Terça-feira, 24 de Fevereiro de 2026
Por Redação Rádio Pampa | 24 de fevereiro de 2026
O jogador de futebol do Paris Saint-Germain (PSG) Achraf Hakimi será julgado por estupro em Paris, informou nesta terça-feira (24) à agência de notícias AFP a advogada do jogador e o Ministério Público de Nanterre, ao norte da capital francesa. O atleta, natural do Marrocos, é capitão de seu país e enfrentará o Brasil na estreia da Copa do Mundo.
O julgamento se refere a uma acusação de estupro feita contra o jogador por uma jovem de 24 anos em fevereiro de 2023, pela qual ele é investigado desde então.
A jovem explicou aos policiais que conheceu o jogador em janeiro daquele ano na rede social Instagram e que foi até a casa dele em um carro de aplicativo, solicitado pelo atleta. A mulher afirmou que Hakimi a beijou e a tocou sem seu consentimento antes de estuprá-la, segundo uma fonte policial. O lateral-direito foi indiciado por estupro em março de 2023 e uma investigação criminal foi aberta. O jogador de 27 anos nega as acusações e afirmou nesta terça-feira que o caso é “injusto”.

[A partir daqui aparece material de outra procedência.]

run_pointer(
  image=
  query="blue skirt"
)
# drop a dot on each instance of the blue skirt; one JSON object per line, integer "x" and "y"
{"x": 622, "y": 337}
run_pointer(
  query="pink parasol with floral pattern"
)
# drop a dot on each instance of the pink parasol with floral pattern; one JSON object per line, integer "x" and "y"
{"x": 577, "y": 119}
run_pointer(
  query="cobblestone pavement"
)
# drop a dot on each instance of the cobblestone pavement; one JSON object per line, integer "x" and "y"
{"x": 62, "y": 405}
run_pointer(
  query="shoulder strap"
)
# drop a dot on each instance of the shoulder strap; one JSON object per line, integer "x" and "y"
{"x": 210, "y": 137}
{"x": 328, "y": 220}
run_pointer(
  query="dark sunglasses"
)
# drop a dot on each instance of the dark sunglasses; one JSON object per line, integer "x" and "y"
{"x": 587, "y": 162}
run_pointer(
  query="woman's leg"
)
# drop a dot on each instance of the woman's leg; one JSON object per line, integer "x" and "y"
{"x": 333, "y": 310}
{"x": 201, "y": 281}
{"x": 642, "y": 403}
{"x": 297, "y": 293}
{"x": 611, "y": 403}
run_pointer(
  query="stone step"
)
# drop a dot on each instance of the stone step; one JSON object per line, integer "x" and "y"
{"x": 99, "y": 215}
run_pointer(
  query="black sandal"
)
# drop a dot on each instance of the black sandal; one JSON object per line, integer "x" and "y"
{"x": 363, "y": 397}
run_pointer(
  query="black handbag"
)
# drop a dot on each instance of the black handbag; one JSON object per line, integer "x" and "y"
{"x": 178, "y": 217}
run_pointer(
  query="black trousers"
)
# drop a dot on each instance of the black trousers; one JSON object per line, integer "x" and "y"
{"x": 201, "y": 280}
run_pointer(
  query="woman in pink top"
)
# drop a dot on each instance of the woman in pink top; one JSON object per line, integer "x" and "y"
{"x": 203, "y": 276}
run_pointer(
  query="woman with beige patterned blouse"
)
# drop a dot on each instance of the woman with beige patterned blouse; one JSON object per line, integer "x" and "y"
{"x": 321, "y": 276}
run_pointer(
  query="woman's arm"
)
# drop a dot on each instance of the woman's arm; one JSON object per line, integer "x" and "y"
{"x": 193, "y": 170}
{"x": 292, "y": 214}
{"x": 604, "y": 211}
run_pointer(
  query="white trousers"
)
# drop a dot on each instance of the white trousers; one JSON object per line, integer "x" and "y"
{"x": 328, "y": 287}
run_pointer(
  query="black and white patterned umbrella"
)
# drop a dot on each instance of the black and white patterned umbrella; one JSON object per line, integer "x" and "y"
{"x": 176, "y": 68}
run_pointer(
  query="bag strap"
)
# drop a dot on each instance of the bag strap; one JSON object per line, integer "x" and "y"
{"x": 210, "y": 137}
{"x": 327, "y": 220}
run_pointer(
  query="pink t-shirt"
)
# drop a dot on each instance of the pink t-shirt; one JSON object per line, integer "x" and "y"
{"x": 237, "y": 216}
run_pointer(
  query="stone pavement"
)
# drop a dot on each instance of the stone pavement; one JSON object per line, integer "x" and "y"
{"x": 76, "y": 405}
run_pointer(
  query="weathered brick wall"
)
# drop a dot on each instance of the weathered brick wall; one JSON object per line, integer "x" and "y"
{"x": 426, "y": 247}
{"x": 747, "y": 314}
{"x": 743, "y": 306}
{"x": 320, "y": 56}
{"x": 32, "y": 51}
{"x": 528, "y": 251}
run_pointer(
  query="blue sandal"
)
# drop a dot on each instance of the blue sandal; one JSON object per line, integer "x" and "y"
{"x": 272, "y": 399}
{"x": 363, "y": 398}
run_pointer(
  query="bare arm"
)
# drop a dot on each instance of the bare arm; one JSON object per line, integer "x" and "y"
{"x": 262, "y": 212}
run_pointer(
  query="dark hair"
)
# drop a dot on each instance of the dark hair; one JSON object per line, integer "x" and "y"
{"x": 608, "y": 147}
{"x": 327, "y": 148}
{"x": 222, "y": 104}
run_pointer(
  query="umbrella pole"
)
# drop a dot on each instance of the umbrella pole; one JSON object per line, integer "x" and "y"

“Atualmente, uma acusação de estupro basta para justificar um julgamento, mesmo que eu a conteste e que tudo demonstre que é falsa. Isso é tão injusto para os inocentes quanto para as vítimas sinceras. Aguardo com calma esse julgamento, que permitirá que a verdade venha à tona publicamente”, afirmou o jogador em publicação nas redes sociais.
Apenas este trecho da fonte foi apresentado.